The Department of Home Affairs on Wednesday “noted” its unsuccessful appeal in the Constitutional Court against a Supreme Court of Appeal (SCA) ruling on the re-opening of the Port Elizabeth Refugee Reception Office.
“We are in the process of studying the Constitutional Court ruling and‚ in this regard‚ we will make an announcement in due course‚” the statement said.
“To this end‚ we wish to reaffirm our respect for the judicial system and reassure that any decision taken by the department will have to be in line with the Constitution while taking operational implications of the ruling into consideration.”
The department lost in its second bid to get the Constitutional Court to hear its appeal against the SCA judgment which ordered the department to reopen the refugee reception office in Port Elizabeth.
This means the department must adhere to the SCA ruling of March and reopen the office. The department would have three months to do so from the date of the order.
In April‚ the department filed its first application for leave to appeal against the SCA order with the Constitutional Court.

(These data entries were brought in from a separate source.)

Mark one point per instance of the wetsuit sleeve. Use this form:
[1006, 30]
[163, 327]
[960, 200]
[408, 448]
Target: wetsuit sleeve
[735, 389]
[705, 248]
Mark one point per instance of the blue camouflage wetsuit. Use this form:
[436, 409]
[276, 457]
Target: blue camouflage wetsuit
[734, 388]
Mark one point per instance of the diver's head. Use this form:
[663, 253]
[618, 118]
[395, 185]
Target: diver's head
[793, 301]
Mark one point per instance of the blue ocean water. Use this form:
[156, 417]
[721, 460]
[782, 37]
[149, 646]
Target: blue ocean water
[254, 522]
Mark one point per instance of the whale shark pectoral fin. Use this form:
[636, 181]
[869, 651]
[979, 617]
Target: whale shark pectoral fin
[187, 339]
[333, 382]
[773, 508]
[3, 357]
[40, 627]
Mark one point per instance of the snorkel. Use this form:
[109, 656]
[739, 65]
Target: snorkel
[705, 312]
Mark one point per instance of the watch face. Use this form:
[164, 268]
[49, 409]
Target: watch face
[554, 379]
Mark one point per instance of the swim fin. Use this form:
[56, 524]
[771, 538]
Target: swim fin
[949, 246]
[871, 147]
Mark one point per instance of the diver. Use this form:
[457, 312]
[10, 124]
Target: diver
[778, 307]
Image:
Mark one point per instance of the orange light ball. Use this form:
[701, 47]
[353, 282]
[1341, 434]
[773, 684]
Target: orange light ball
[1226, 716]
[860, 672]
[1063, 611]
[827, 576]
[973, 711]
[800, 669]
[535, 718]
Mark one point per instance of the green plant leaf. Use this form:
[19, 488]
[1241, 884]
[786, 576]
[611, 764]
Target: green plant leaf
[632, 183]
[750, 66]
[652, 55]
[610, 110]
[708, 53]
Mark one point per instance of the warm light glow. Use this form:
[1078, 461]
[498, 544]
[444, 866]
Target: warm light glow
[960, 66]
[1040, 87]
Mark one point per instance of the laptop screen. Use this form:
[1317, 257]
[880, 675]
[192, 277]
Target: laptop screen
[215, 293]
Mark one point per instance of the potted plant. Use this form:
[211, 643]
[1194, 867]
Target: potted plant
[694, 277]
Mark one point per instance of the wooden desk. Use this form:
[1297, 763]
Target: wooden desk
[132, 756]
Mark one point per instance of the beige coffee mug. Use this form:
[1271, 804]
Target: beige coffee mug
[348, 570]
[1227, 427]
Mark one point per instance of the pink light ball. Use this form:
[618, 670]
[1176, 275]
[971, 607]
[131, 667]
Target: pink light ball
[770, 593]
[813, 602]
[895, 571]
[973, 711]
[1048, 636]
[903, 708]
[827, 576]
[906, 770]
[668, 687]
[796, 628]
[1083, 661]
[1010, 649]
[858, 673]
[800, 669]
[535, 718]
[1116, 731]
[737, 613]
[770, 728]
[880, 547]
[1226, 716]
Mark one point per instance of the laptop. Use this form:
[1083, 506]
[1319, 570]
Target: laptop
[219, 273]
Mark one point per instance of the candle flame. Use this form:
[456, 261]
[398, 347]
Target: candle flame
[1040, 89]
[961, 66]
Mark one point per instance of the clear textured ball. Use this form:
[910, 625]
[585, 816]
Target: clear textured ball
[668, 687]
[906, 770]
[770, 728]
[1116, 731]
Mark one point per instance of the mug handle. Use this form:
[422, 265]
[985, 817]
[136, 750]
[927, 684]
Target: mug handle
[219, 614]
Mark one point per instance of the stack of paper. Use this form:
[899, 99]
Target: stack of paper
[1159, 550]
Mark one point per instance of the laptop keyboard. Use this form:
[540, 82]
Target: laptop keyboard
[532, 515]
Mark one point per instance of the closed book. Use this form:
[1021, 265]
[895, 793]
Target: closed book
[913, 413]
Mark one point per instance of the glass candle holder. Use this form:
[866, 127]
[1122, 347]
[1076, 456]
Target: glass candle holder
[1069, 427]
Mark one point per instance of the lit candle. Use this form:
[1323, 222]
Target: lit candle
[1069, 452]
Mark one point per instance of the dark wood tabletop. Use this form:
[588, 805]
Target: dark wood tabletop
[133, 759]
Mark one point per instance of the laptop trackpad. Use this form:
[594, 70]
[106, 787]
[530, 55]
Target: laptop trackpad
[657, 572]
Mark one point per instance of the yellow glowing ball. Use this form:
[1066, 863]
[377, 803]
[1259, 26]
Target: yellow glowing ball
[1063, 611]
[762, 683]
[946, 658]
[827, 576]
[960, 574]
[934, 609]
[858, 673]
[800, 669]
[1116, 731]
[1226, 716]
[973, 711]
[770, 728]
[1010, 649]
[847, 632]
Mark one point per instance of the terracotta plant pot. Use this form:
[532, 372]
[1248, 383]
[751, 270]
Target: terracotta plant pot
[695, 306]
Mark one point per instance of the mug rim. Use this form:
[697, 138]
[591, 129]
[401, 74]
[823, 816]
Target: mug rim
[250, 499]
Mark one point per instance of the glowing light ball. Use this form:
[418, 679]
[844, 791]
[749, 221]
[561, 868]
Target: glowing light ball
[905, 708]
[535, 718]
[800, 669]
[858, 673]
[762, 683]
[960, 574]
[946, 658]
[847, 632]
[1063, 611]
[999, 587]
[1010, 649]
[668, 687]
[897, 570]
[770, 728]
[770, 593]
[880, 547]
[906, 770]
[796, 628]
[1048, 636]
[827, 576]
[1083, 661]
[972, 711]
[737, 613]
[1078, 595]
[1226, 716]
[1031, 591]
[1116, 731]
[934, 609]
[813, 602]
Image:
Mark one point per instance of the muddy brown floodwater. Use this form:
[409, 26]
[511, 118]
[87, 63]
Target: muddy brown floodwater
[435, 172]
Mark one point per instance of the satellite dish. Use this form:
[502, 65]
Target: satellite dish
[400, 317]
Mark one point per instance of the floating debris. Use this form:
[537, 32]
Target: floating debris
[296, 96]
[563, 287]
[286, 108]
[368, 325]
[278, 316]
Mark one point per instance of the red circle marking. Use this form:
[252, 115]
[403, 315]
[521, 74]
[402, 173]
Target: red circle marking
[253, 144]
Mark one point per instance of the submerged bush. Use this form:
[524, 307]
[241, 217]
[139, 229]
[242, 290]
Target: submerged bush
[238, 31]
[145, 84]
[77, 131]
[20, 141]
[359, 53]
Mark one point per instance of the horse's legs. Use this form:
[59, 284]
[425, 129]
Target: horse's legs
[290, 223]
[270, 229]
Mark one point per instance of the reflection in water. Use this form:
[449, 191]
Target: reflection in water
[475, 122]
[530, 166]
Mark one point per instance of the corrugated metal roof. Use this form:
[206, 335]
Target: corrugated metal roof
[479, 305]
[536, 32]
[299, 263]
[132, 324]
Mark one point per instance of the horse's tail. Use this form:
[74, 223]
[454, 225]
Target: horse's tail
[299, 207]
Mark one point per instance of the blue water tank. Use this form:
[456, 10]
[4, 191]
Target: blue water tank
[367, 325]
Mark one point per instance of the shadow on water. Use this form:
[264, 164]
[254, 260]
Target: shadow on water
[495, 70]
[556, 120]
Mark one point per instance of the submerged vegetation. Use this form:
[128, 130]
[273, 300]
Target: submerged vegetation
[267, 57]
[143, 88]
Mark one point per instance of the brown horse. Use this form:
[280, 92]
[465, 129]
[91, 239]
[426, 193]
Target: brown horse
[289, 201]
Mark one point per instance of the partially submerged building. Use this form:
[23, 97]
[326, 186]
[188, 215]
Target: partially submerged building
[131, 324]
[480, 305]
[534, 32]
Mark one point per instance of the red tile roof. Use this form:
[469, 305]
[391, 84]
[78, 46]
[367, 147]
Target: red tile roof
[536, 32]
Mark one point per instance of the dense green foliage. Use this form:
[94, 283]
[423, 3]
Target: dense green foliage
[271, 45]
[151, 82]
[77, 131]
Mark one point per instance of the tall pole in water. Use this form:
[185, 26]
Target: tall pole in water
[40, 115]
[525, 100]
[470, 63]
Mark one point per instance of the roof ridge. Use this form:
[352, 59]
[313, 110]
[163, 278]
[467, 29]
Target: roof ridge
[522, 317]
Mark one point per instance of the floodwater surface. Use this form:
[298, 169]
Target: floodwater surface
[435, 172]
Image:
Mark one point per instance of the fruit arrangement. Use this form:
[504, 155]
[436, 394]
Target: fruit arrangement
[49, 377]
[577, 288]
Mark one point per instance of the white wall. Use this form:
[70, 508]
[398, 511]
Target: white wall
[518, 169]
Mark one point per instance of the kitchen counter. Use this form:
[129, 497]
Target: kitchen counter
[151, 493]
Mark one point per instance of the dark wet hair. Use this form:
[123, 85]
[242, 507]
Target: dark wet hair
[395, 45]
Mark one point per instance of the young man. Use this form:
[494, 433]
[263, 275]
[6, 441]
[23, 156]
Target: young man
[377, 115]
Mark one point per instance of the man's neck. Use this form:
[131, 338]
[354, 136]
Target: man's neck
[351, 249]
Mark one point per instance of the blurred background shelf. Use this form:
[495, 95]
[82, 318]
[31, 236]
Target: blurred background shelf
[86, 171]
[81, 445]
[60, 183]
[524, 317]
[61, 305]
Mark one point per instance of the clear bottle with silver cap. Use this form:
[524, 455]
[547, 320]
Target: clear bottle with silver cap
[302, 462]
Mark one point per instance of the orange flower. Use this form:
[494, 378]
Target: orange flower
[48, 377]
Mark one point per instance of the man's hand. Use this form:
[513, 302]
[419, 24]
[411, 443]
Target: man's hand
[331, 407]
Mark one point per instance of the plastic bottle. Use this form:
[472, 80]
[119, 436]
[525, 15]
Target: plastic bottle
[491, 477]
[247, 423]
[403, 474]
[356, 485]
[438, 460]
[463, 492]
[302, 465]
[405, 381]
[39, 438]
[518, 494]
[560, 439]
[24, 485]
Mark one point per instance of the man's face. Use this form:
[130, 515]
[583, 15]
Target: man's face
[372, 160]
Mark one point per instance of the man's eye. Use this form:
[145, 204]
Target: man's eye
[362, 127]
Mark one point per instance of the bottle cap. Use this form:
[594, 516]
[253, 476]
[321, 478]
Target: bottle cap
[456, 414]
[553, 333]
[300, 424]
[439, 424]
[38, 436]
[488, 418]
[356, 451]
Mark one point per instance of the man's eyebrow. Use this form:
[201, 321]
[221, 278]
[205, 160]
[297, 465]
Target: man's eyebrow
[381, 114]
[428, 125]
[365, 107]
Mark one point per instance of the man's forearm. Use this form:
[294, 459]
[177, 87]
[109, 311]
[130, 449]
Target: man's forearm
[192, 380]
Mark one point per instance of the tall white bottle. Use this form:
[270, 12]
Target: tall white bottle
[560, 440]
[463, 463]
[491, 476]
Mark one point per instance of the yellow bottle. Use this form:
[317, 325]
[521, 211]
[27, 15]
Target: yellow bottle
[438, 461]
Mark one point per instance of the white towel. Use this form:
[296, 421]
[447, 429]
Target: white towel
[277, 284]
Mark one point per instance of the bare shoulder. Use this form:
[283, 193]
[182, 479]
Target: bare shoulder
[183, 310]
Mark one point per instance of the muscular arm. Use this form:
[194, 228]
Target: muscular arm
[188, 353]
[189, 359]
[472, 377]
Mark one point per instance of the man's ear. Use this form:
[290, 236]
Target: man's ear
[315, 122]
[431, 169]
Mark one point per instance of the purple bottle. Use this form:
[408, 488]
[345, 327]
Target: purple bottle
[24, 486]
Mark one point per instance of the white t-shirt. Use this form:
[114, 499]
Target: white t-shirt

That application was dismissed in August after the department failed to meet the June 26 deadline to file its written submissions.
In October‚ home affairs director-general Mkuseli Apleni filed another application for the reconsideration of the August order.
In his affidavit‚ Apleni said it would be in the interests of justice for the order to be reconsidered and that the circumstances of the case were exceptional.
Apleni said to the extent that the application was dismissed solely on the basis of the late filing of the department’s written submissions‚ this had the consequence of depriving the department of its right of access to the court for the consideration of the merits of the matter.
The Constitutional Court passed the order dismissing the application for reconsideration on Monday.
The matter has its genesis in 2011 when the Somali Association of SA challenged Apleni’s decision of October 2011 to close the Port Elizabeth refugee reception office. The closure curtailed refugee services for the asylum-seeker population in and around the Eastern Cape.
Two high court decisions set aside Apleni’s decision and in March this year‚ the SCA also dismissed the department’s appeal. This prompted the department to approach the Constitutional Court to apply for leave to appeal.
Lawyers for Human Rights‚ which represented the association‚ welcomed the dismissal on Tuesday.
“What makes this outcome so significant is that this vulnerable population has finally been recognised. Asylum seekers are not entitled to any state assistance and are expected to find their own jobs and means of supporting themselves and their families‚” Lawyers for Human Rights attorney David Cote said.
The department was not immediately available for comment.